EN EL CORAZON DE LAS COMPETENCIAS
“Estar dentro del jurado superior en la competencia, colaborando con los jueces de control y al lado del presidente de la Federación Internacional de Gimnasia, Bruno Ghandi, me dio una formación integral de la competencia. Solo en ese jurado funcionan 22 personas con diferentes responsabilidades en el juzgamiento de los jueces que evalúan a cada gimnasta”, detalla Roxana.
“Poder a diario hablar con entrenadores, coreógrafas, preparadores físicos, fisiólogos, de este nivel de gimnastas es muy espectacular. Pude traerme muchísimo material formativo”.

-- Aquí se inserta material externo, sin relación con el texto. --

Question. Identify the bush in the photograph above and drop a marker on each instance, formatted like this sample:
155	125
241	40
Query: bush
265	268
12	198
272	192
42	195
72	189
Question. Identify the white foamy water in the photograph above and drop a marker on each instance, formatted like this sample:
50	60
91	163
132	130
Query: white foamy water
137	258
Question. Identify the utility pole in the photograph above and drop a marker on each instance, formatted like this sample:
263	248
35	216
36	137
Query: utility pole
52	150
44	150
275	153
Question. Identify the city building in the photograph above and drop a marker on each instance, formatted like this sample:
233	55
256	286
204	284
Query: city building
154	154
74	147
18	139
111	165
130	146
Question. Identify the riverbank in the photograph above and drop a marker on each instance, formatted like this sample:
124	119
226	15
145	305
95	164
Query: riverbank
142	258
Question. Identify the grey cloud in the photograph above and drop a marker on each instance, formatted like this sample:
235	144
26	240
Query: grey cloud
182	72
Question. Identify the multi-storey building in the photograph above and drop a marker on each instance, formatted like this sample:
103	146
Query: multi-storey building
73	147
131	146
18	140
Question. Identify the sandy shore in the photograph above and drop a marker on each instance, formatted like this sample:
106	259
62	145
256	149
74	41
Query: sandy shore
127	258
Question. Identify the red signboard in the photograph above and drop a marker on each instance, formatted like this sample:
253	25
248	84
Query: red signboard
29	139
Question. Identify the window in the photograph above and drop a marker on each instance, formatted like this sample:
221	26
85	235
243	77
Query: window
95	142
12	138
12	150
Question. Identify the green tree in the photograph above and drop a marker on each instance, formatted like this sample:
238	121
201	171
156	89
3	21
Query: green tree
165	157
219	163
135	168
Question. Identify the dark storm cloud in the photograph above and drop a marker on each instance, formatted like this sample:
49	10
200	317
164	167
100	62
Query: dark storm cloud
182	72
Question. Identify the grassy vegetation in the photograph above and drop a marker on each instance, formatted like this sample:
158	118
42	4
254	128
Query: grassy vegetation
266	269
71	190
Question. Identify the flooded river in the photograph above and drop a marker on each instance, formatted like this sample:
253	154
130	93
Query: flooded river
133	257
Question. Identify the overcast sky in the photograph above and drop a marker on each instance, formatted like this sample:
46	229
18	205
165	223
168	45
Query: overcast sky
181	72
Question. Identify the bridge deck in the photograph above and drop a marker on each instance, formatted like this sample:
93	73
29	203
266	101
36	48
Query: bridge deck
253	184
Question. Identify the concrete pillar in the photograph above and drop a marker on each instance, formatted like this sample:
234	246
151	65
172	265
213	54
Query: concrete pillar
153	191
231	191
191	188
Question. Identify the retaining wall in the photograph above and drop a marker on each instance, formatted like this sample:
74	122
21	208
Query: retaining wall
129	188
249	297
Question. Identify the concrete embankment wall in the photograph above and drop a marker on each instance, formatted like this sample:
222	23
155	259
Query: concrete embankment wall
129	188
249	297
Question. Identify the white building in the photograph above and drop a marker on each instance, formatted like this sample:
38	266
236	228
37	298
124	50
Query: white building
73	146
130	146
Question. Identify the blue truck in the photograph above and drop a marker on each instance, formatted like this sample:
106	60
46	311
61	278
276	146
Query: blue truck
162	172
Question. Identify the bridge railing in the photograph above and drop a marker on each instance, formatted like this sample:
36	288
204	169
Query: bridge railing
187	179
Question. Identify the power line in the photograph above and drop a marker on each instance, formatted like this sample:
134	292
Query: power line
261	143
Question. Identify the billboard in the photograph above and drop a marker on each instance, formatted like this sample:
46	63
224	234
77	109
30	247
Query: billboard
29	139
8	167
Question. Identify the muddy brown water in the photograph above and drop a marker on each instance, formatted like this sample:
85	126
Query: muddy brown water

Asimismo, la profesora explica que “poder estar en las competencias y también ver la organización en los diferentes gimnasios del espectáculo que lograron integrando al público, jugando con las mascotas, pantallas gigantes, realizando las olas, aplausos, banderazos, fue muy positivo”.
Tuve la posibilidad de conocer la Villa Olímpica donde están alojados los deportistas de todas las delegaciones , compartir almuerzos con muchos de ellos, es muy interesante los intercambios que se dan en esos momentos, las mesas son muy grandes y compartís con quien te toque de cualquier nacionalidad y deporte.
Tuve el privilegio de estar con Nadia Comaneci quien asistió a todas las competencias de gimnasia integrando la familia olímpica.
En el centro de Río, armaron el, boulevar olímpico al cual asistía por día miles de personas, estaba el pebetero olímpico con el fuego olímpico. Todos los días había espectáculos culturales y pantallas gigantes donde en directo transmitían las competencias deportivas.
También pude asistir a la fiesta de clausura, donde pese al mal clima fue un espectáculo, se vivió muchísima emoción, mezclada entre tristeza y alegría ya que empieza la Olimpiada rumbo a los Juegos Olímpicos Tokio 2020.
Son muchísimas las historias vividas en estos Juegos y quiero agradecerle a la familia del Club Deportivo Villa Elisa, Escuela Modelo de Gimnasia y circo por alentarme a continuar mi formación.